Mechanism, trials (STEP, SUSTAIN), contraindications, drug interactions, side effects, dosing.
Semaglutide is the most studied GLP-1 incretin receptor agonist in clinical medicine. Across the SUSTAIN program for type 2 diabetes and the STEP program for chronic weight management and obstructive sleep apnea, more than 10,000 adults have been studied in pivotal phase 3 trials. The clinical reference pages below summarize the mechanism, trial outcomes, safety profile, drug interactions, dosing recommendations, and cardiovascular evidence as it stands in 2026. All content is built from FDA prescribing information, published trial reports, and established pharmacology literature — with the understanding that clinical decisions belong to a licensed clinician familiar with the patient's full medical history.
Semaglutide consistently produces greater A1C and weight reductions than GLP-1 monoagonists in head-to-head and indirect comparisons.
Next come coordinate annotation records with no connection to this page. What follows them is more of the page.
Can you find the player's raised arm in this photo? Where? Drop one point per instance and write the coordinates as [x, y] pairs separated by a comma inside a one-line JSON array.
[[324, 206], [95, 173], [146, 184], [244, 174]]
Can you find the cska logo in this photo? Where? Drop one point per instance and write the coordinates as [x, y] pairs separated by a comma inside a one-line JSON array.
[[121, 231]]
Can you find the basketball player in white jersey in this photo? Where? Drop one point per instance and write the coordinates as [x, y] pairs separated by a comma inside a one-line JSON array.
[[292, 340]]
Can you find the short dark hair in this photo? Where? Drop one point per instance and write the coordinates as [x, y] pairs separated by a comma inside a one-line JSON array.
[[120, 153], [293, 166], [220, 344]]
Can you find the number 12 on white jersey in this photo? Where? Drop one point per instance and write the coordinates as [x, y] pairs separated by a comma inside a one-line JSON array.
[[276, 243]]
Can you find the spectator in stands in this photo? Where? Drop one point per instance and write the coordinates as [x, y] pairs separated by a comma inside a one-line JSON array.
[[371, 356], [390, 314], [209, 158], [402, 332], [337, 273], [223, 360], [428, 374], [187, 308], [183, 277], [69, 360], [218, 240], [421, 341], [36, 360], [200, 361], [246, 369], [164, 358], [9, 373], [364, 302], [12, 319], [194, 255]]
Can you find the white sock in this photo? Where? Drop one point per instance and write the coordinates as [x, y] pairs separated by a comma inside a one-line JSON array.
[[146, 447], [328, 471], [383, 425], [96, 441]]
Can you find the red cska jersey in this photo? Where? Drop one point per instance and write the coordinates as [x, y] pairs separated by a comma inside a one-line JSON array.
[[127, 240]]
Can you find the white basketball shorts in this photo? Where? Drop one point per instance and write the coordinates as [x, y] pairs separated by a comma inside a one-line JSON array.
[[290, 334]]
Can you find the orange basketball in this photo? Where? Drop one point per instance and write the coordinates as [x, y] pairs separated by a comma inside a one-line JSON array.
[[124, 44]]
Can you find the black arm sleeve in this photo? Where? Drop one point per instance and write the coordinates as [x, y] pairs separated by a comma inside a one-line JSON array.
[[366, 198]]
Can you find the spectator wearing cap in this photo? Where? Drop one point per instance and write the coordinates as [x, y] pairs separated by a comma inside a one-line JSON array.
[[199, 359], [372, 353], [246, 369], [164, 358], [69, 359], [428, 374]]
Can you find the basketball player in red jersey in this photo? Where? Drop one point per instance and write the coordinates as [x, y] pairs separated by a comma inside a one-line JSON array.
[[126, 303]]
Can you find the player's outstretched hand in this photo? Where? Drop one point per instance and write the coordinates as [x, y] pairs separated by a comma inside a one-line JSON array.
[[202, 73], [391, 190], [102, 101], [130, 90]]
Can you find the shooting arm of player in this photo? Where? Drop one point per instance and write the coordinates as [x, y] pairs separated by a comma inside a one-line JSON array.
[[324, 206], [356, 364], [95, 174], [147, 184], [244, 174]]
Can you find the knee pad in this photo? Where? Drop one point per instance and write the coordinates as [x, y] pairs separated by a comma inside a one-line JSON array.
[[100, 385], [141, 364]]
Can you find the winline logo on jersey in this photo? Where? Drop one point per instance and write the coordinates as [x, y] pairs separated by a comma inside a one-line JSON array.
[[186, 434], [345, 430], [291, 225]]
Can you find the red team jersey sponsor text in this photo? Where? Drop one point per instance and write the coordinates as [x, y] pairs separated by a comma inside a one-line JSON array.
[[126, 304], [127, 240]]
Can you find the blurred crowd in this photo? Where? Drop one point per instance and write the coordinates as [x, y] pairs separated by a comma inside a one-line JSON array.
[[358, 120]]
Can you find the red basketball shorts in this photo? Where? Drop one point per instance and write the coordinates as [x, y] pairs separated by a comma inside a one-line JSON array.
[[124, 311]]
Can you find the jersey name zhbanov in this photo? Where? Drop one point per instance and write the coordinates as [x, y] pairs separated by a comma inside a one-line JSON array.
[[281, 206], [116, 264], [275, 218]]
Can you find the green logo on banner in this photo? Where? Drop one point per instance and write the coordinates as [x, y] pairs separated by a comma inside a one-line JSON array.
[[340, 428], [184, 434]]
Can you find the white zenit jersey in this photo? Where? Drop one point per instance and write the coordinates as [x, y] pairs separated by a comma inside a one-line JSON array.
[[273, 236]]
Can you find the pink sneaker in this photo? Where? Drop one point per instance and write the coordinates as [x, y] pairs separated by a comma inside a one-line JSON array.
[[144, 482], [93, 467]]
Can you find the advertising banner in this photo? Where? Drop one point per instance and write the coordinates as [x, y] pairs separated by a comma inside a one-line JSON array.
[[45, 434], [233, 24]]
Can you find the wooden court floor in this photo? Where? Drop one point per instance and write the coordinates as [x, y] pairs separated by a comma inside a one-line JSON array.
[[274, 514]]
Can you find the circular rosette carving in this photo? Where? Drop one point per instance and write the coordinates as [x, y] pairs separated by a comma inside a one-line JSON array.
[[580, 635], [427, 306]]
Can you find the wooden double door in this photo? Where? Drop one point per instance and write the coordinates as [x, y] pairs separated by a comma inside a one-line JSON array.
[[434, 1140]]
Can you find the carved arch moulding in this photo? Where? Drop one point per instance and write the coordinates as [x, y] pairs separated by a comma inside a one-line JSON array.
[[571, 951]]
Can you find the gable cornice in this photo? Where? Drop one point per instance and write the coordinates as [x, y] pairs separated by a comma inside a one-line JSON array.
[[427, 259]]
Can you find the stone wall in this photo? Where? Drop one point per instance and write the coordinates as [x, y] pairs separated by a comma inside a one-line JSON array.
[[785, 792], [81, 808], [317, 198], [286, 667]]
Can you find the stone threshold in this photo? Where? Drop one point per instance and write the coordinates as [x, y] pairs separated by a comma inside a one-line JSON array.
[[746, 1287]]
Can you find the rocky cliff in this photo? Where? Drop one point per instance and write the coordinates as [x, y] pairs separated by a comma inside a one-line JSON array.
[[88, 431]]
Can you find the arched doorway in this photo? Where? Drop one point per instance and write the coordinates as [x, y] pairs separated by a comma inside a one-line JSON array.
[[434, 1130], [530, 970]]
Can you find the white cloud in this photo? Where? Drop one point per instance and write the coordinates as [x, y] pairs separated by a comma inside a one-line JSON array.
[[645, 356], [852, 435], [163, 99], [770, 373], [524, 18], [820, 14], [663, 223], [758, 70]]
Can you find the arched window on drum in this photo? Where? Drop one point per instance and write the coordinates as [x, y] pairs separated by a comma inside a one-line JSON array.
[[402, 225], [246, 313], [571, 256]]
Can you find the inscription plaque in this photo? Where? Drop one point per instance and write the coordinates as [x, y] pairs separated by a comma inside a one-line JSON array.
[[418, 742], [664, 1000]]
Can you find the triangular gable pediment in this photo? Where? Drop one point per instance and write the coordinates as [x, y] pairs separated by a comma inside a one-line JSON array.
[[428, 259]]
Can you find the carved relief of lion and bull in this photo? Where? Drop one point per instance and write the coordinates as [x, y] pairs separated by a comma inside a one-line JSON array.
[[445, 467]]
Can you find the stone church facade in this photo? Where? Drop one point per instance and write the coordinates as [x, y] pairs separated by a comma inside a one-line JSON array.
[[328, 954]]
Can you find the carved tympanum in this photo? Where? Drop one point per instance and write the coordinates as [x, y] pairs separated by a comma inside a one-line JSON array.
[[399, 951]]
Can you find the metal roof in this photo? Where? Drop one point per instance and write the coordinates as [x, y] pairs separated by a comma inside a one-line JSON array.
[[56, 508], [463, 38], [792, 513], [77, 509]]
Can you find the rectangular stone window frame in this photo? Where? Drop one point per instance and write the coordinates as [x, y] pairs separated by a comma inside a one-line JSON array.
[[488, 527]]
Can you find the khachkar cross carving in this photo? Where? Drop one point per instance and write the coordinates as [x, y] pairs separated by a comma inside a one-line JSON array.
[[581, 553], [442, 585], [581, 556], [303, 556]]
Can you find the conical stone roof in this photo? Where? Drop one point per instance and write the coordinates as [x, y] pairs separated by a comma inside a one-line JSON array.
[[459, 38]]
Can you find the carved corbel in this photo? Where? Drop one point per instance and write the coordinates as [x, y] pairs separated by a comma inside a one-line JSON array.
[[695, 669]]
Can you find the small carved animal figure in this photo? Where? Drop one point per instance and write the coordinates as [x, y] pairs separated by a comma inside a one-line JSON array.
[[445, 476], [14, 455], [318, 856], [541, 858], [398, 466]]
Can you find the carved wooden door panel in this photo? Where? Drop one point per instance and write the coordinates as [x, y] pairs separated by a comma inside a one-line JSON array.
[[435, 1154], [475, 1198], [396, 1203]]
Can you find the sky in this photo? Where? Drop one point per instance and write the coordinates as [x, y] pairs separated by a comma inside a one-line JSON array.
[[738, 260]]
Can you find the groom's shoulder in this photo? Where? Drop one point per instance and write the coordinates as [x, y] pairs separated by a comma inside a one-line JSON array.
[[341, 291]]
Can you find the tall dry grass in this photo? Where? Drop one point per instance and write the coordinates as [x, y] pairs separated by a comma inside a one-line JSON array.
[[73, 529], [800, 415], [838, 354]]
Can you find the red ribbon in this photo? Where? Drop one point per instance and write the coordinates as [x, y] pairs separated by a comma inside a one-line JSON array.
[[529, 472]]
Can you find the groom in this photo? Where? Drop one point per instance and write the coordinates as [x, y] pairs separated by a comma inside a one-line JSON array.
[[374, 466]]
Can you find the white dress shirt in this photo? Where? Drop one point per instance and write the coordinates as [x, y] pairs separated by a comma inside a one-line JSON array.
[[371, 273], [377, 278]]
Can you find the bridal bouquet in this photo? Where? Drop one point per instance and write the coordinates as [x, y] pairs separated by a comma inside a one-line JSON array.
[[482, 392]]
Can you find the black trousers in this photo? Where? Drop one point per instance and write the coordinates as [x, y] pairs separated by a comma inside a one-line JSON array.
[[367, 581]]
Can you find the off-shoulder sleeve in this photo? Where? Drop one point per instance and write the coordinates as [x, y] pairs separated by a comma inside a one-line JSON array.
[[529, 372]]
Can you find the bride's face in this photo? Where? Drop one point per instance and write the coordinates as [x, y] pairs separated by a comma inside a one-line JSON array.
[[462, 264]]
SUSTAIN-2 directly compared semaglutide to semaglutide 1 mg in type 2 diabetes, showing superiority for all three semaglutide doses on A1C and weight endpoints. STEP-5 demonstrated superior weight loss versus semaglutide 2.4 mg in obesity.
Yes, under two brand names. Ozempic (Novo Nordisk) is FDA-approved for type 2 diabetes (December 5, 2017), with a 2020 label expansion adding cardiovascular risk reduction in T2D adults with established CVD (based on SUSTAIN-6). Wegovy (Novo Nordisk) is FDA-approved for chronic weight management (June 4, 2021) with a label expansion in March 2024 adding cardiovascular risk reduction in adults with obesity and established cardiovascular disease (based on the SELECT trial). Note: the obstructive sleep apnea indication belongs to Zepbound (tirzepatide), not Wegovy. Both contain the same active ingredient, semaglutide.
Baseline and periodic assessment of: renal function (eGFR), liver enzymes, glycemic markers in diabetic or prediabetic patients, gallbladder symptoms, signs of pancreatitis, mood and suicidal ideation, and pregnancy status in patients of reproductive potential. Thyroid examination if clinically indicated by symptoms or risk factors.
No head-to-head trials have established clinical equivalence between compounded semaglutide and brand-name Ozempic or Wegovy. Some patients report comparable outcomes; others have reported issues with potency variability or injection-site reactions. Brand-name products carry FDA pre-market review, standardized formulation, and consistent quality controls that compounded products do not.